Marriage in the medieval ages came to be viewed as a sacrament. In other words, it was viewed as one of the means of grace through which salvation came. So, since they weren’t sure how long they would live and marriage is a sacrament that must be observed for entry into heaven, then they highly prioritized marriage.
Also, marriage was prioritized because it was a means of self preservation. Since they didn’t know how long they would live, they would want to marry and begin procreating as quickly as possible to ensure the continuation of their blood line. Lower life expectancy increased this urgency.
One last note to make about marriage in the medieval times is the celibacy of the clergy. In this time period, there is marriage within the church but celibacy within the priesthood. The purpose of this celibacy was to allow greater devotion to kingdom work. It is evident that marriage in medieval times was highly pragmatic and not driven by romance. Instead, it was embraced for its spiritual, economic, and social benefits.
As the medieval times gave way to the reformation, Martin Luther became the dominant contributor to a theology of marriage. In refutation of the common view, Luther denied that marriage is a sacrament. If we are justified by faith alone, we are not justified by the sacrament of marriage. Luther also denied that celibacy was necessary for those who are priests. Luther synthesized the New Testament’s teaching on marriage and the concept of the priesthood of all believers to come to this consensus. Luther’s own marriage to Katie is one of the greatest love stories in history.

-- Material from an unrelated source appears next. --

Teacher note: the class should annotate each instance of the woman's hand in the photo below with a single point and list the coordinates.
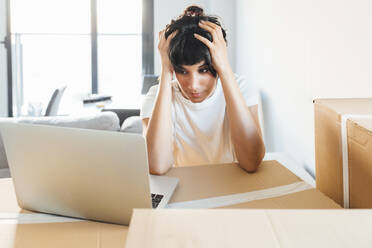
(217, 48)
(163, 48)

In the end, Luther’s view of marriage centered on the fact that marriage is a great gift but not a sacrament. It is a means of not only making us happy but making us holy. In response to Luther’s views, the Catholic Church officially declares marriage as a sacrament at the council of Trent. In the end, the reformation leaves us with a theology of marriage very similar to that of the early church where marriage is normative but it is not driven by romance.
Our view of marriage in the American church has been shaped as much (or more) by our modern (and now post-modern) culture as it has by the Bible and historical theology. With the idea of needing marriage as a means of salvation and self preservation now a distant memory of an ancient past, marriage is floundering for lack of direction. The cold, hard historical motives for marriage have been replaced by warm, soft feelings about marriage.
Marriage has not always been viewed the way it is now. Therefore, it is instructive for us to examine the marital perspectives of the past so that we can arrive at a right view of marriage in the present.